‘But the more you hate me, the more you will learn…’

Hitchcock was more prolific, and you could argue that Kurosawa and Scorsese have been more influential, but for my money, Stanley Kubrick is the greatest filmmaker of all time. Having released a seminal masterwork in four different decades (2001: A Space Odyssey in the ’60s, A Clockwork Orange in the ’70s, The Shining and Full Metal Jacket in the ’80s, and Eyes Wide Shut in the ’90s), Kubrick casts a long shadow over the cinematic landscape. Full Metal Jacket is often described as half a great film, and while the boot camp section is perhaps more potent than what follows, the second half of the film is just as effective in its own odd way…
Based on Gustav Hasford’s autobiographical novel The Short-Timers, Full Metal Jacket is ostensibly the story of Private Joker (Matthew Modine) and his time serving as a US Marine in the Vietnam War. We initially meet Joker as he is terrorised by Gunnery Sergeant L. Hartman (R. Lee Ermey) during boot camp, and it is here that Joker is introduced to Private Cowboy (Arliss Howard) and Private Pyle (Vincent D’Onofrio) – two men who will irrevocably alter Private Joker’s life forever.
Filmed almost entirely in England, Full Metal Jacket sees Kubrick provide a canvas for his inexperienced cast to paint a beautiful picture. Ermey was initially employed as a technical advisor to whoever was to play the role of the sadistic drill instructor Sergeant Hartman, but he so impressed Kubrick that he ended up playing the role himself, and the result is a whirlwind, bravura performance that should have earned Oscar recognition. Indeed, the fact that the film received only a single nomination (for Best Adapted Screenplay – it lost out to The Last Emperor) is a genuine outrage. Aside from Ermey, the other big winners here are Modine and D’Onofrio. The former hides his clear discomfort at what is unfolding around him behind a veneer of breezy nonchalance and misguided anti-establishment rhetoric, while the latter perfectly captures his character’s haunting slide into mental illness with alarming potency. The scene in which D’Onofrio, bathed in blue and grey, glares down the lens (the so-called ‘Kubrick Stare’) to the sound of Vivian Kubrick’s ominous, menacing score is an all-timer – one of the director’s best.

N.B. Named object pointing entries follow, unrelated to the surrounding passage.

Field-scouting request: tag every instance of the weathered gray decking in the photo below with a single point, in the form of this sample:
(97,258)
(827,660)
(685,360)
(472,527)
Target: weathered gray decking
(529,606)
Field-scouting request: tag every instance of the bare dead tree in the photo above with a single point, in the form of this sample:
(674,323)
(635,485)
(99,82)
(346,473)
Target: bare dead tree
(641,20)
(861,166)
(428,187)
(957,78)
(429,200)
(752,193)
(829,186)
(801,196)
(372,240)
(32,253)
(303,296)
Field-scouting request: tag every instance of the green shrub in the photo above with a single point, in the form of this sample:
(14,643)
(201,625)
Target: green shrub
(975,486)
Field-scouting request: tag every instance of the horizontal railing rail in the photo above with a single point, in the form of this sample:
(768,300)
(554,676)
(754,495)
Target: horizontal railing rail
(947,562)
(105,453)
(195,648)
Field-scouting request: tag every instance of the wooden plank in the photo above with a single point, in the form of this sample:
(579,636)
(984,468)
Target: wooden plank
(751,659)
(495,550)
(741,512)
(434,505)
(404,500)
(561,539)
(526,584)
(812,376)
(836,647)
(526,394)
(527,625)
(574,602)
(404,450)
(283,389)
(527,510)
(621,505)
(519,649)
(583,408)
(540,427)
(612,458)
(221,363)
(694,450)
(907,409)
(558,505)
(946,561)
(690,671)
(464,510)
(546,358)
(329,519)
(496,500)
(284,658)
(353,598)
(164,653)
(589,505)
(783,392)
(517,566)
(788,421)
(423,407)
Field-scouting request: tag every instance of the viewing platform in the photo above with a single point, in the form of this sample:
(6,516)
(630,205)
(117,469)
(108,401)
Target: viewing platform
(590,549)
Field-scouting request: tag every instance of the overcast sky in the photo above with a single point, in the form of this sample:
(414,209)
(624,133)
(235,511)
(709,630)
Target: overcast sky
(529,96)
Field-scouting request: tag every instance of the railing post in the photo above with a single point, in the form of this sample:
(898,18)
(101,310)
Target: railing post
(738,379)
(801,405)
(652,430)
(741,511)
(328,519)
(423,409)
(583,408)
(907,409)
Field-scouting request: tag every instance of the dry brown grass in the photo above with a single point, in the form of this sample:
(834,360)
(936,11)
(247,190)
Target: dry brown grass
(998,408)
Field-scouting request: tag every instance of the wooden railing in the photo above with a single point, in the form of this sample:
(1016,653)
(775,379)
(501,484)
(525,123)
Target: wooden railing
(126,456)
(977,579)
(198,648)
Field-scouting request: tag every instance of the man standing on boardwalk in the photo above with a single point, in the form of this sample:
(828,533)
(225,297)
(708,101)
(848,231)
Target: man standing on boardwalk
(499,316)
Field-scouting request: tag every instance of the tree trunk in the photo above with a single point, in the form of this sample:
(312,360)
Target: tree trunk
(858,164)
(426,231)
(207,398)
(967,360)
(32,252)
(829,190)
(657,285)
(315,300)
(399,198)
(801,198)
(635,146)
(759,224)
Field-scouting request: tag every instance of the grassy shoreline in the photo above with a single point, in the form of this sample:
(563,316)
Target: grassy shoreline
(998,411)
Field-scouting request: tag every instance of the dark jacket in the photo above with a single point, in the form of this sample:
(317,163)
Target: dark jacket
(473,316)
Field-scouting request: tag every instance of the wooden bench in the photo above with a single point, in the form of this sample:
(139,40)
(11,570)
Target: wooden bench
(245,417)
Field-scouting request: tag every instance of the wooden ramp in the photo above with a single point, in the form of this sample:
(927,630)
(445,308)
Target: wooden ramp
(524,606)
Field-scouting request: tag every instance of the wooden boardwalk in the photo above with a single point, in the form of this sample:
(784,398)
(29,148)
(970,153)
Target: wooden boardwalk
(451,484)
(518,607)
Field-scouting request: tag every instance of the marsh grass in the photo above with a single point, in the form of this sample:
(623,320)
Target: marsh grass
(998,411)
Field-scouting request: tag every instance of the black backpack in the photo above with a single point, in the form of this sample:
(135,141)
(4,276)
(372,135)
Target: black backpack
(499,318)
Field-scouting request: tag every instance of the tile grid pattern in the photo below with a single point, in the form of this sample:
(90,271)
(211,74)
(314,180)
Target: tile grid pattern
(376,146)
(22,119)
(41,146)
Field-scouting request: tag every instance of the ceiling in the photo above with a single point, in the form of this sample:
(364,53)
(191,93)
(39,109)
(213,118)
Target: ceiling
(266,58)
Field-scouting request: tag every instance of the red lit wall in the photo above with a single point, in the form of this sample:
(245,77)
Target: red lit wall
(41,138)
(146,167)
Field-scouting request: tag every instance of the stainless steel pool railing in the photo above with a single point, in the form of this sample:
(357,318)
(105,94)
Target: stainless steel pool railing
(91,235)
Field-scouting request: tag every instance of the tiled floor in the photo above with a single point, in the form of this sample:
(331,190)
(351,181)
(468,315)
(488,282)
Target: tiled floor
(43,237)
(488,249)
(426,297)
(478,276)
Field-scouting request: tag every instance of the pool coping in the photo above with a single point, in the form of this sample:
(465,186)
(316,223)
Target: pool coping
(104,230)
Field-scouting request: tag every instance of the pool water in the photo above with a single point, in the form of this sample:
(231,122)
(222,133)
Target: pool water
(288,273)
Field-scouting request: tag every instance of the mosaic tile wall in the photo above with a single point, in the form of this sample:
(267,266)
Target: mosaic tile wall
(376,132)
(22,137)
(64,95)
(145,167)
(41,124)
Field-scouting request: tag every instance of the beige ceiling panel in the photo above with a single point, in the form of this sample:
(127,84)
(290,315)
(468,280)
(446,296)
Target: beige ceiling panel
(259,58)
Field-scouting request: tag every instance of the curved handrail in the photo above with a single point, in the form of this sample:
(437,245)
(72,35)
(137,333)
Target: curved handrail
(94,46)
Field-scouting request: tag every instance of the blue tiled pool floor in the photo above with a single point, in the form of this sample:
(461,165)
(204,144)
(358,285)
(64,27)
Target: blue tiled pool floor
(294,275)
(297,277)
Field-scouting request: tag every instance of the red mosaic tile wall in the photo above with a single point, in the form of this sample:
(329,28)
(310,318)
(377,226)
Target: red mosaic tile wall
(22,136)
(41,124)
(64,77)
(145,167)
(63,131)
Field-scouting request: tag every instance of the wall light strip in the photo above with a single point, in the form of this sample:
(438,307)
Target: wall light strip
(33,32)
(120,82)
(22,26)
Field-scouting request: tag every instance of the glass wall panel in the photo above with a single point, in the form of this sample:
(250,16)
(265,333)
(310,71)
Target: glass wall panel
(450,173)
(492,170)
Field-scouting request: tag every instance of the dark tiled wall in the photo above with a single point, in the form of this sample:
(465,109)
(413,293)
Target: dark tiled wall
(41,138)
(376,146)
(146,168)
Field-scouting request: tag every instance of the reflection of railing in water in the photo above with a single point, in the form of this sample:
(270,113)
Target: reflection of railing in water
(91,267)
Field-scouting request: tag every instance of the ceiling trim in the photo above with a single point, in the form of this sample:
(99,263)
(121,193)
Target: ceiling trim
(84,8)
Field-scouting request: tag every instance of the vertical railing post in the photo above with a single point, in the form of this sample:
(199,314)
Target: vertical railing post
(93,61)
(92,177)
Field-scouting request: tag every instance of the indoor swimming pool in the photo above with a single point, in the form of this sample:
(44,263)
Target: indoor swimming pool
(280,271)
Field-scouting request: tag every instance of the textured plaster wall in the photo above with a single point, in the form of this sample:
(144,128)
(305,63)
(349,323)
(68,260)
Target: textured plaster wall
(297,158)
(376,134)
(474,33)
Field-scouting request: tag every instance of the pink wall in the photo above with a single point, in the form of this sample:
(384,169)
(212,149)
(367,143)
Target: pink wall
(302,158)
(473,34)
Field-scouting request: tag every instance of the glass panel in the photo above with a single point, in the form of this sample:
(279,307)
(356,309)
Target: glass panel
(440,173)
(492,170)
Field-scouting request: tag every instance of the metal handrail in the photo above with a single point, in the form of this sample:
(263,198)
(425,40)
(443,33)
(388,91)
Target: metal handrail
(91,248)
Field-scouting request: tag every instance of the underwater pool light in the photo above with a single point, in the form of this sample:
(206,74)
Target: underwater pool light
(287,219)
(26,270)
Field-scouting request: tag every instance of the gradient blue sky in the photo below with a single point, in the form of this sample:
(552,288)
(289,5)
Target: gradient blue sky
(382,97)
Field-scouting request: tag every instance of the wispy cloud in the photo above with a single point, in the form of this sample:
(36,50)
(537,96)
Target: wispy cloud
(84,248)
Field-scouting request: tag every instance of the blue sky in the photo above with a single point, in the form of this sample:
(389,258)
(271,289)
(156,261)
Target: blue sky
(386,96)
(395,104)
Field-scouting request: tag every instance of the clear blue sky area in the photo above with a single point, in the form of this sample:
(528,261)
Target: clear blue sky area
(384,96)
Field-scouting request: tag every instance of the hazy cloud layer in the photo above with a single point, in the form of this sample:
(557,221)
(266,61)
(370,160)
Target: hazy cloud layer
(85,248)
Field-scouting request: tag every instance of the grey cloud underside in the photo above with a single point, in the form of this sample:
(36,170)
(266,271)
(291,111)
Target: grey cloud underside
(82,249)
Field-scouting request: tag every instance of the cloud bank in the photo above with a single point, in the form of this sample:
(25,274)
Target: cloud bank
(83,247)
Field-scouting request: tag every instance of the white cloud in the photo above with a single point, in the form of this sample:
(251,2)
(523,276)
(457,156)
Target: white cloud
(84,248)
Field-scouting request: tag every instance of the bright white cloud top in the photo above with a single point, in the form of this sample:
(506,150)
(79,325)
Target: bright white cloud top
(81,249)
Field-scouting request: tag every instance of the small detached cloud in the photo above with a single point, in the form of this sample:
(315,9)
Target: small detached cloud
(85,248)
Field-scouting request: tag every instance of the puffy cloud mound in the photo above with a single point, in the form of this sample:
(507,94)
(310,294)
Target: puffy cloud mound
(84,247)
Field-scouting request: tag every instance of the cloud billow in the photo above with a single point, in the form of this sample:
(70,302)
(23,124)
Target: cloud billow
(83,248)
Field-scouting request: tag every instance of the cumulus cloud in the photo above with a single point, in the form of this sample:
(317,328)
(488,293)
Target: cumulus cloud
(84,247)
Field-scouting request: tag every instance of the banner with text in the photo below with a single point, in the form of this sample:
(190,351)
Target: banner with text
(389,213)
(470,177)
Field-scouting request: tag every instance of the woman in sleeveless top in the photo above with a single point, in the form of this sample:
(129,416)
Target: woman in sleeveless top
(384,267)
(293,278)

Like all of Kubrick’s films, Full Metal Jacket is an ambiguous puzzle box that can be interpreted in several different ways. Is it a criticism of masculinity? A comment on the effect of war on the individual? Or perhaps, as Joker himself puts it, the film is about “…the duality of man… the Jungian thing, sir”. Knowing Kubrick, the real answer is probably all of the above and more, and it is this ability to provide layers of meaning that mark him out from his peers.
Full Metal Jacket is a timeless war movie. It could have been released at any point from the start of the Vietnam War onwards and still make perfect sense. While it might not represent the pinnacle of Kubrick’s genius, it comes pretty damn close – one of the greatest war movies ever made.